An extremely high level overview of what occurs in the code-behind for the authentication page is that it will load the Facebook Open Authentication page and then monitor the path to which the user navigates. If the user has authenticated the browser will be directed to the site that had been registered for the application earlier. When this occurs there will be an authentication code appended to the URL. That code will be parsed out and exchanged for a token. There's not much the UI is really doing. So the codebehind looks simple. 

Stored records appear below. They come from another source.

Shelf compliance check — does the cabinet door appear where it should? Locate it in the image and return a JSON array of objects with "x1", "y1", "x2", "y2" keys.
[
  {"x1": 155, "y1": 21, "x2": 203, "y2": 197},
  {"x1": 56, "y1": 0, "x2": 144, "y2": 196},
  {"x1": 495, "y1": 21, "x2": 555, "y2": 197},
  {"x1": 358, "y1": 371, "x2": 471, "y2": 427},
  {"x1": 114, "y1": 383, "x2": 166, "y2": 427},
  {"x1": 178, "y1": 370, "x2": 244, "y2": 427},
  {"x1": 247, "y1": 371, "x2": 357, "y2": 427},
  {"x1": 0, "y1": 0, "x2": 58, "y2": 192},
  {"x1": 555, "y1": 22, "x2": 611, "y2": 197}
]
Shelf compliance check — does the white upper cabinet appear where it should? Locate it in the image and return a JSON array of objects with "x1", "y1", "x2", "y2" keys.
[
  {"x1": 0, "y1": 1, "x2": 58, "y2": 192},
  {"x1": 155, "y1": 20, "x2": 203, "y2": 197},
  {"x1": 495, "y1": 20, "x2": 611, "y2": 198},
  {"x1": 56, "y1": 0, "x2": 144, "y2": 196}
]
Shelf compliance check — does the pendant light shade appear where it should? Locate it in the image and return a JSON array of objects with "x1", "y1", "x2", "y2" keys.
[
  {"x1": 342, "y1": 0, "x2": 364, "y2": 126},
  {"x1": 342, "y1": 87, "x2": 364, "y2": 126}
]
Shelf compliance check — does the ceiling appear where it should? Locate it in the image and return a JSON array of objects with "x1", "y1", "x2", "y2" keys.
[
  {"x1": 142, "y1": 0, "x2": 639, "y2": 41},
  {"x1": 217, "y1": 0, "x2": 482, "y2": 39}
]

public partial class AuthenticationPage : PhoneApplicationPage
{
   public AuthenticationPage()
   {
      InitializeComponent();
      ViewModel = (App.Current as J2i.Net.FacebookAuthenticationTest.App).ViewModel;
      ViewModel.AuthenticationAttempted = true;
   }

   private void AuthenticationWindow_LoadCompleted(object sender, System.Windows.Navigation.NavigationEventArgs e)
   {
   }

   private void PhoneApplicationPage_Loaded(object sender, RoutedEventArgs e)
   {  
      PrepareForAuthentication();
   }

   private void AuthenticationWindow_Navigated(object sender, System.Windows.Navigation.NavigationEventArgs e)
   {
   }

   private void AuthenticationWindow_Navigating(object sender, NavigatingEventArgs e)
   {
      ProcessWebPageLoad(e.Uri.ToString());
   }
}
Code-behind for the Windows Phone version of the application

Handling Code Differences with Partial Classes

Where there is a slight difference in the code behind for the two pages the rest of the logic is the same. Instead of duplicating it I put the common logic in a partial class definition. The partial class has the same name as the class for the page. So at compile time the code from the code-behind and the partial class will be compiled into a single class. The common code is in AuthenticationPage.xaml.shared.cs.  The first method that the code-behind references from the shared file is PrepareForAuthentication(). This method will build the authentication URL which contains parameters to allow the application to identify itself, what permissions are needed, and a random string that should be passed for security reasone. If you want to see more information on these parameters they can be found in the Facebook authentication documentation.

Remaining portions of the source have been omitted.